Testing and Validating Failover
Failover mechanisms are not trustworthy until they’re exercised under realistic conditions.
Types of Tests
- Planned failover drills
- Intentionally migrate services between nodes or sites.
- Failure injection
- Kill processes, unplug network cables, hard power off nodes.
- Disaster scenarios
- Simulate loss of an entire rack, switch, or site.
What to Measure
- Actual RTO during each scenario.
- Any data loss (RPO).
- Application behavior:
- Are errors properly surfaced or retried?
- Do clients recover automatically or need manual restart?
- Cluster decision-making:
- Was fencing executed properly?
- Any split-brain episodes or near misses?
- Were all dependencies moved correctly?
Operational Readiness
- Clear runbooks documenting:
- How to trigger planned failover.
- How to verify success.
- How to roll back if needed.
- Logs and monitoring:
- Alerts on failover events.
- Metrics for failover frequency and duration.
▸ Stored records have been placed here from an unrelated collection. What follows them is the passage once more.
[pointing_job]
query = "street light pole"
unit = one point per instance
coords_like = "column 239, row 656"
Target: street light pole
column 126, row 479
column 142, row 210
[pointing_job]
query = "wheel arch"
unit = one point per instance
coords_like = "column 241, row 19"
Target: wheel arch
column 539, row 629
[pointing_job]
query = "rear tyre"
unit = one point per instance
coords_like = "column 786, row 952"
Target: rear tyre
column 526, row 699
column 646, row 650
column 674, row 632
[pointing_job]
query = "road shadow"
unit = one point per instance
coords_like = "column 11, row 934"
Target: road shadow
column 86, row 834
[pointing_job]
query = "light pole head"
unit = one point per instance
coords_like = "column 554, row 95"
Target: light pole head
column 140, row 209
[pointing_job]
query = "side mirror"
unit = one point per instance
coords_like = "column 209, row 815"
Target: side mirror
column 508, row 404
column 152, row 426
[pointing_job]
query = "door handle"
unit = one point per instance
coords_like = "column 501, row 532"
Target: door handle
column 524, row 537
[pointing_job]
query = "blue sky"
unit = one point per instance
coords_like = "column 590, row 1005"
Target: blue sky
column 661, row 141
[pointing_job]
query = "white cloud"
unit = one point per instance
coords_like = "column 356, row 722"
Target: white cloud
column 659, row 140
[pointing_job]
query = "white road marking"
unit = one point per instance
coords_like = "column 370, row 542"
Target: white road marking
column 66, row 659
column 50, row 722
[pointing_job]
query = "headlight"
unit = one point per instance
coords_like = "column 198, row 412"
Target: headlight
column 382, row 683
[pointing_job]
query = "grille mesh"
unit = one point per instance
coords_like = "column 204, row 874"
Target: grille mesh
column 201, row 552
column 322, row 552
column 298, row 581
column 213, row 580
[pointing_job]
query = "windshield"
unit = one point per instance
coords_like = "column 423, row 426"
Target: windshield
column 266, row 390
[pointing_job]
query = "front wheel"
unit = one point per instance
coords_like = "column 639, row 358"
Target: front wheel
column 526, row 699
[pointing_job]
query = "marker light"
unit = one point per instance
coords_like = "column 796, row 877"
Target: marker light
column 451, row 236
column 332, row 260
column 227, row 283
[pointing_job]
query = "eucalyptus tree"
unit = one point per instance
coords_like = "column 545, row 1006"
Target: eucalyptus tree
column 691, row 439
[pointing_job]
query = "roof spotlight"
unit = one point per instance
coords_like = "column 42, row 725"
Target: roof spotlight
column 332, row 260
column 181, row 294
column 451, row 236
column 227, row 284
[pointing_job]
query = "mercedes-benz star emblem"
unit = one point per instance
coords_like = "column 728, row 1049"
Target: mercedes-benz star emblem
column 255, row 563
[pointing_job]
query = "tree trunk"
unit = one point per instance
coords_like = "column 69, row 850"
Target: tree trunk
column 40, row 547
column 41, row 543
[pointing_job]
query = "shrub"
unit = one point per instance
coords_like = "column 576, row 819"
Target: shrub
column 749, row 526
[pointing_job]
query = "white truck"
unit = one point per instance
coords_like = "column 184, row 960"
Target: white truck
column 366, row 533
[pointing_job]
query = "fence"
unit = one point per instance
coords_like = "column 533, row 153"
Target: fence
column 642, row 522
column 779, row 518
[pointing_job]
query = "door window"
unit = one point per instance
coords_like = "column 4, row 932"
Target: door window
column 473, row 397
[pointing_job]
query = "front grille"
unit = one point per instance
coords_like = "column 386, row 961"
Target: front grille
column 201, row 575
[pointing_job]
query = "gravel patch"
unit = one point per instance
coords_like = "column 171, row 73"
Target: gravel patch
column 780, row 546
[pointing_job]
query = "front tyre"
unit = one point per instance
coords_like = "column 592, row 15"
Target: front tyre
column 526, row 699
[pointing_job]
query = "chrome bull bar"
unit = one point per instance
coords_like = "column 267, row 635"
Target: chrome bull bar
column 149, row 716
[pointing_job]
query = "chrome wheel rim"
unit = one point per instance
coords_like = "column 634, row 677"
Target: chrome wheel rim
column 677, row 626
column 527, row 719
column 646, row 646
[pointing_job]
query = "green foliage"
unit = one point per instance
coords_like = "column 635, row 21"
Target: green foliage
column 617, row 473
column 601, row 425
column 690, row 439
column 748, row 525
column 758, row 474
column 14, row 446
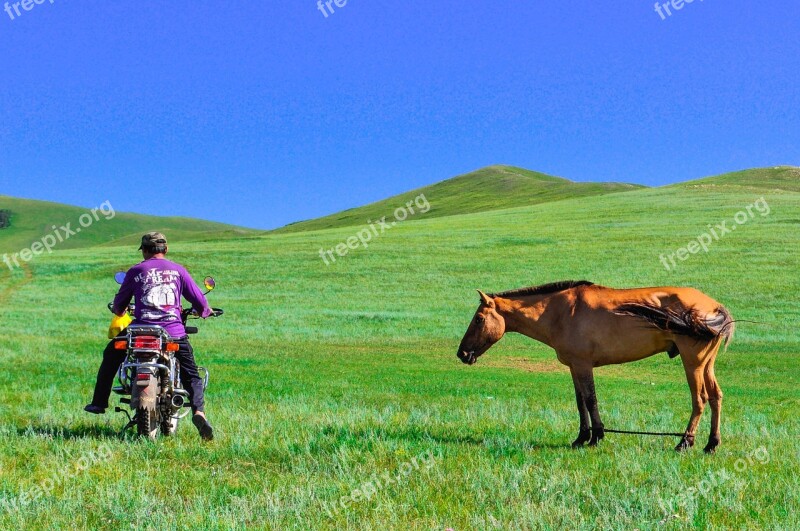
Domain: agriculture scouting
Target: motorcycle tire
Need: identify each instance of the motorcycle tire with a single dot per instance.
(147, 423)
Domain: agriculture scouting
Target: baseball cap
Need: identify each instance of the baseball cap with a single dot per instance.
(151, 239)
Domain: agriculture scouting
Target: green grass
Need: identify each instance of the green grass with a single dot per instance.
(323, 376)
(775, 179)
(490, 188)
(31, 220)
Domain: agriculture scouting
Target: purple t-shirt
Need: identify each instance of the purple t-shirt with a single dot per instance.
(157, 286)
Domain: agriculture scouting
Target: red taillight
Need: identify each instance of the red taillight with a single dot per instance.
(146, 343)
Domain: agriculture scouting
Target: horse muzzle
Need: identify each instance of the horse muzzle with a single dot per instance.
(467, 357)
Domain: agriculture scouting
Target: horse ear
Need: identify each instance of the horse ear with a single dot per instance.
(485, 299)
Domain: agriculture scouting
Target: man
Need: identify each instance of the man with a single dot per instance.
(156, 285)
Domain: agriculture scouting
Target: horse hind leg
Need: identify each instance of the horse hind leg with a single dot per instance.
(585, 433)
(715, 400)
(694, 363)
Human and Operational Principles
The technology only works if operational practices support it.
Key principles:
- Simplicity over cleverness
- Minimal necessary nodes and roles.
- Avoid over-optimization that complicates failure modes.
- Consistency
- Use configuration management; avoid snowflake nodes.
- Separation of concerns
- Clear boundaries: what clustering controls vs what external tooling controls.
- Documented policies
- When to trigger manual failover.
- When to not fail over (e.g., upstream outage where failover won’t help).
- Post-mortems
- After every significant failover, analyze:
- Root cause.
- Whether failover worked as expected.
- Improvements to policies, thresholds, or architecture.
By applying these principles consistently, you move from ad-hoc “restart and hope” towards predictable, controlled failover that underpins real high availability.